Wakil Ketua Garda Bangsa Kabupaten Probolinggo, Muhammad Rifai, menilai kebijakan tersebut berpotensi mengancam keberlangsungan hidup jutaan petani, termasuk di wilayah Probolinggo yang dikenal sebagai salah satu sentra penghasil tembakau terbesar kedua di Jawa Timur.
“Ini bukan sekadar regulasi administratif. Ini soal keberlangsungan hidup petani dan UMKM. Di musim panen seperti sekarang, tembakau menjadi satu-satunya sumber penghasilan bagi banyak keluarga,” tegas Rifai dalam keterangannya, Jumat (20/6/2025).
Rifai menambahkan, penerapan aturan tanpa kajian yang matang bisa berdampak buruk terhadap permintaan pasar, yang berujung pada anjloknya harga jual tembakau di tingkat petani.

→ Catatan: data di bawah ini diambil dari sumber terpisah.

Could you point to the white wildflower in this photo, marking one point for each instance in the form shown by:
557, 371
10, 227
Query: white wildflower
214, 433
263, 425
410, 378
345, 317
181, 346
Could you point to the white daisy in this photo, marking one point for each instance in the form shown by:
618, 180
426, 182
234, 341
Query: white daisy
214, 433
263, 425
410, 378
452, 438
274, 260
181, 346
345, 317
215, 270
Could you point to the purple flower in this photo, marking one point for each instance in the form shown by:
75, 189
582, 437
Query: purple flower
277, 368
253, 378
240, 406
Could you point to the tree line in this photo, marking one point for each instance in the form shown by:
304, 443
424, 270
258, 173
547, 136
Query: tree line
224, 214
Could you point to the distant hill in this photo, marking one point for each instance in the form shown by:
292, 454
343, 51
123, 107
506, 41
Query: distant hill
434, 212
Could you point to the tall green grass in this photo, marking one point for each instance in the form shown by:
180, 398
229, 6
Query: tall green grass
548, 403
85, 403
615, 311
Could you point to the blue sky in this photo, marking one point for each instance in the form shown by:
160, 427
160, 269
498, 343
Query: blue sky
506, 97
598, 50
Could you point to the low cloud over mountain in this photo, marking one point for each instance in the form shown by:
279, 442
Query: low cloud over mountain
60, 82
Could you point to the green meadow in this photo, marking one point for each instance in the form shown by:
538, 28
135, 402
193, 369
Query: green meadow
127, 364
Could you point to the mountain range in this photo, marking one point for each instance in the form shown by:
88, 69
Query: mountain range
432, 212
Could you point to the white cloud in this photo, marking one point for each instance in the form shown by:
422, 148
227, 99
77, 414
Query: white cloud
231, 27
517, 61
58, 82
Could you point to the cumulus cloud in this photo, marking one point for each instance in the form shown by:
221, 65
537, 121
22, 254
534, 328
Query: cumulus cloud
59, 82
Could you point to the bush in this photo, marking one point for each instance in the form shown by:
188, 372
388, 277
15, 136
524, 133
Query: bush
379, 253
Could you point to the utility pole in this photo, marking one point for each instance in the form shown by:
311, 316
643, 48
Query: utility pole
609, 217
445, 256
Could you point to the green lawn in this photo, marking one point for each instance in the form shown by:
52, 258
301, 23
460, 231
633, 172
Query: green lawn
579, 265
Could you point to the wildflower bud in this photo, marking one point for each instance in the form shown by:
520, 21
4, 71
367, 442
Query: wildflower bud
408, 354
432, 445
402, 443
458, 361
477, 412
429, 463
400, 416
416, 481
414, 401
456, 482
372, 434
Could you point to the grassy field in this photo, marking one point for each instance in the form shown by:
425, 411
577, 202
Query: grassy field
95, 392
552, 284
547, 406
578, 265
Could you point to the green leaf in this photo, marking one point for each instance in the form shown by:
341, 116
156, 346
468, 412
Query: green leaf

Lebih jauh, PP 28/2024 juga dinilai akan memukul industri tembakau alternatif yang sebagian besar digerakkan oleh UMKM lokal.
“Kalau ini dibiarkan, dampaknya tidak hanya pada petani, tetapi juga ekonomi daerah secara keseluruhan,” ujarnya.
Atas dasar itu, sejumlah elemen masyarakat, asosiasi petani, serta organisasi sipil mulai menyuarakan penolakan terhadap PP 28/2024.
Desakan agar pemerintah merevisi regulasi tersebut pun menguat. Bahkan, rencana untuk mengajukan judicial review ke Mahkamah Agung tengah disiapkan, dengan harapan beberapa pasal yang dianggap merugikan rakyat kecil bisa dibatalkan.
Penolakan juga dipicu oleh dugaan minimnya partisipasi publik dalam proses penyusunan aturan. Banyak pihak menilai pembentukan PP tersebut sarat cacat prosedur dan kurang transparan.
Kini, sorotan publik pun tertuju pada sikap Pemerintah Kabupaten Probolinggo. Masyarakat menanti langkah nyata dari pemerintah daerah untuk membela para petani yang selama ini menjadi penggerak utama roda ekonomi pedesaan.
“Yang kami butuhkan hanya satu: perlindungan dan kepastian agar kami bisa terus hidup dari menanam tembakau,” ungkap seorang petani dari Kecamatan Pajarakan.
Dengan situasi yang kian mengkhawatirkan, para petani berharap agar pemerintah pusat dan daerah segera turun tangan dan tidak tinggal diam menghadapi kebijakan yang dinilai merugikan tersebut.